Par ailleurs, je ne pense pas que l'Iran ait une responsabilité directe dans le déclenchement du conflit de Gaza, même si ce pays s'est depuis introduit subtilement dans le jeu régional en participant au sommet de Doha et en invitant à Téhéran le chef du bureau politique du mouvement islamiste. Je ne doute pas que le dossier du Proche-Orient sera évoqué dans le cadre des entretiens annoncés entre les États-Unis et l'Iran, ce dernier pays pouvant alors jouer un rôle d'apaisement ou d'exacerbation des tensions.
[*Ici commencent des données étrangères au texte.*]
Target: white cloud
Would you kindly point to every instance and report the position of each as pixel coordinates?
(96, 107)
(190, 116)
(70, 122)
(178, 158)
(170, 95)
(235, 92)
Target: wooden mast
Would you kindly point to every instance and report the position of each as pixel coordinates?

Je retiens d'entretiens récents à Washington que la nouvelle administration américaine, quant à elle, abordera ce dossier avec une méthode bien différente de celle de l'équipe Bush. Avant d'imaginer l'organisation d'une conférence internationale, je gage qu'elle s'efforcera de créer les conditions d'une relance du processus de paix, ce qui suppose de stabiliser la situation à Gaza à travers notamment le contrôle des frontières, la fin du blocus, et, enfin, de ne pas faire obstacle à la réconciliation palestinienne à la différence de ce qui s'est passé en mars 2008 quand les États-Unis – notamment Condoleezza Rice – sont intervenus directement auprès de M. Abou Mazen afin d'empêcher un accord entre le Fatah et le Hamas.
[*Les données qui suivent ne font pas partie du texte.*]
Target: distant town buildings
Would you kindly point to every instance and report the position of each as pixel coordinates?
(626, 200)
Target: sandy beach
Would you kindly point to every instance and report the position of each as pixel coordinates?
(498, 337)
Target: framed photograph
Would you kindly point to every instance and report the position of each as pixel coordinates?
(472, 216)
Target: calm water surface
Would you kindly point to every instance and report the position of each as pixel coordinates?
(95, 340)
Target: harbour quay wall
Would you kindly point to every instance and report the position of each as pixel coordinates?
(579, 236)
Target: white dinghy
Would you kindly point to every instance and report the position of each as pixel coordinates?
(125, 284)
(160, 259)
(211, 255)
Il semble, enfin, que la pression de la nouvelle administration américaine sur Israël commence à se faire sentir s'agissant des colonies : je rappelle qu'en 2001, M. Mitchell avait été chargé de la rédaction d'un rapport sur la deuxième Intifada dans lequel il accordait une grande place aux problèmes posés par les colonies.

M. Nicolas Sarkozy a annoncé à Charm El-Cheikh la possible réunion, au printemps, d'un sommet global sur le Proche-Orient. Etant donné que la situation ne sera pas stabilisée, je considère qu'il ne faut rien précipiter – il me semble que c'est aussi l'avis de la nouvelle administration américaine. L'urgence est d'abord de créer les conditions d'un règlement du conflit. À cette fin, le ferme engagement du nouveau gouvernement israélien à arrêter la colonisation et la mise en place d'un nouveau gouvernement palestinien sont sans doute nécessaires. Il faut aussi se garder de l'illusion selon laquelle le volet syrien de cette crise serait plus facile à régler : Bachar El-Assad ne s'engagera pas sérieusement en l'absence de perspectives sérieuses pour les Palestiniens.
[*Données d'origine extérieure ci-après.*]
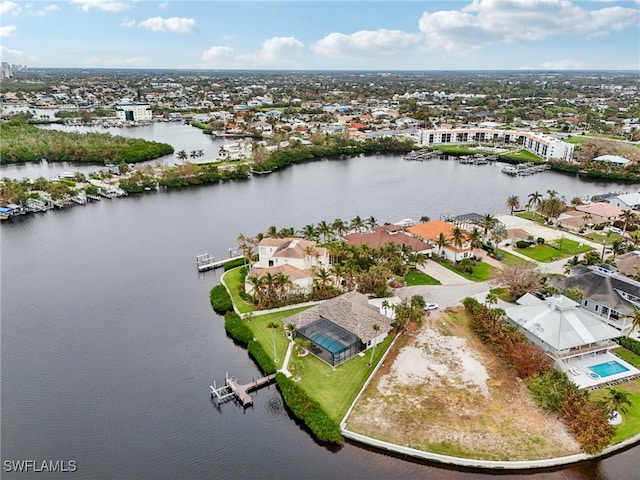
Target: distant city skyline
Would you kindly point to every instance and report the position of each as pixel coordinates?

Enfin, le pire des scénarios consisterait à considérer que la question israélo-palestinienne peut-être gérée comme un conflit de basse intensité qui subirait des soubresauts sans conséquence sur la stabilité régionale et que la priorité serait accordée au seul développement économique. On rejoindrait ainsi la stratégie de Netanyahou.